One notable half-giant is Antaeus of Greek mythology who is the son of Poseidon and Gaia.

In Arthurian legends, Galehaut and Guinevere were also considered half-giants.

In popular culture
 In The Chronicles of Narnia series, by C.S Lewis, the White Witch is a half-giant.
 In Marvel Comics, Executioner is half-giant due to his parents being an unnamed Storm Giant and an unnamed Skornheim Goddess.
 They feature primarily in fantasy role-playing games, where they often are a playable race (for example, Half-Giants in the Dark Sun setting for Dungeons & Dragons and another race of half-giants in the MMORPG Horizons: Empire of Istaria).

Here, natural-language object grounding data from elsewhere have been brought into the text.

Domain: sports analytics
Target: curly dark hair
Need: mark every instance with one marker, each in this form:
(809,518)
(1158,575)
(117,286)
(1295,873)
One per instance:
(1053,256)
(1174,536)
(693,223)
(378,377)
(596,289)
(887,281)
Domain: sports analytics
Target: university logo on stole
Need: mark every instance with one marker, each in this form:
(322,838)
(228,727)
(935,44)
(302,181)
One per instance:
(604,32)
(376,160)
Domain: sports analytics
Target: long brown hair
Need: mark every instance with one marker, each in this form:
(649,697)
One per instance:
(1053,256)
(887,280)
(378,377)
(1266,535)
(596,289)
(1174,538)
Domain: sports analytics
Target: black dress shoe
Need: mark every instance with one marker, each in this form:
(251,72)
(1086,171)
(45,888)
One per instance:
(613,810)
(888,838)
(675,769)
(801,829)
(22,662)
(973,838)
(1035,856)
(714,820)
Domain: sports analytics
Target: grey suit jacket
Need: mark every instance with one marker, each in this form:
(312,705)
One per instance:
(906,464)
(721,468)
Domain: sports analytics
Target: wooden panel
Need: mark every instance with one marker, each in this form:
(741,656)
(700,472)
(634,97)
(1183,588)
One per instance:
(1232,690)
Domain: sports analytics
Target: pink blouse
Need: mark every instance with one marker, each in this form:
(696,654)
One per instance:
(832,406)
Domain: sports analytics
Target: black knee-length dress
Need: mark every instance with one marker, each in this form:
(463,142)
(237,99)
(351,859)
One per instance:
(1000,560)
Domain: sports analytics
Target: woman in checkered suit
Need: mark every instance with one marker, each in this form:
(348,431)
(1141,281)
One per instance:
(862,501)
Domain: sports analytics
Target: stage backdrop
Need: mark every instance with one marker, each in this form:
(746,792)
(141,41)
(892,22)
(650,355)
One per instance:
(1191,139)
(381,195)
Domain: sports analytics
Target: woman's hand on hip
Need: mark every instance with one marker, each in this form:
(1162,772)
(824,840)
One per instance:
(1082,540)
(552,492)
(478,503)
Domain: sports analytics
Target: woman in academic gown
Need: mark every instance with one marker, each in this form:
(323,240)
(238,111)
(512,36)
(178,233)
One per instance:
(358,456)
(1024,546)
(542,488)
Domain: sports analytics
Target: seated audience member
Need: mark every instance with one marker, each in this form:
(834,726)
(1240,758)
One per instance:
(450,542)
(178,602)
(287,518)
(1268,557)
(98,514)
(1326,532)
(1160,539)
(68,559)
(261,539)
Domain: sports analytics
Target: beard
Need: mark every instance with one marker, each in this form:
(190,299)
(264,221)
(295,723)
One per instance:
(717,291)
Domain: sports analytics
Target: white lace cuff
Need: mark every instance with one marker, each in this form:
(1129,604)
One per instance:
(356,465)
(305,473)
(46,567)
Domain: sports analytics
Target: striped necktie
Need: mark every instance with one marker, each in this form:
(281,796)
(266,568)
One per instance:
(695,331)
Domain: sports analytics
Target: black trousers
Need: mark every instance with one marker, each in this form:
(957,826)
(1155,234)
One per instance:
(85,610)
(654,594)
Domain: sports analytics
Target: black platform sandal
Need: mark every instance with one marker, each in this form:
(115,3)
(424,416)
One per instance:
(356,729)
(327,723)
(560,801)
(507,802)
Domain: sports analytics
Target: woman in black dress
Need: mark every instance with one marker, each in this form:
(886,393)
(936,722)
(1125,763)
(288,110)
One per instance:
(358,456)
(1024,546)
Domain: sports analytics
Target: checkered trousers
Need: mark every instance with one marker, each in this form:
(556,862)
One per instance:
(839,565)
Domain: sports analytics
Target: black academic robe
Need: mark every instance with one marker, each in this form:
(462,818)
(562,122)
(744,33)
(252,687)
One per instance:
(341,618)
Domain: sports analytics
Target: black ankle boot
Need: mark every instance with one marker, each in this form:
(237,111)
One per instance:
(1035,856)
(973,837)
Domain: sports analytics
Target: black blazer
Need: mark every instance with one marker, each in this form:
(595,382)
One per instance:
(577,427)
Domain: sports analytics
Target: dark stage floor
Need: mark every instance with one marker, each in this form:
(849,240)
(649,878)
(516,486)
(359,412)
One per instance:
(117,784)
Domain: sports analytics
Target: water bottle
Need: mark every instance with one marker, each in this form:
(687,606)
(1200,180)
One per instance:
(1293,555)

 In the game Dungeons & Dragons, Half-giants are a race of enormous demi-humans who have adapted to a variety of lifestyles in the many harsh terrains of Athas. The origins of the race are unclear.
 Half-giants are also known from the Harry Potter series, by J.K Rowling. Rubeus Hagrid and Olympe Maxime the headmistress of Beauxbatons Academy of Magic are examples.
 In the One Piece manga and anime, there are half-giants known as "Wotans" which are the results of a crossbreeding between fishmen and giants.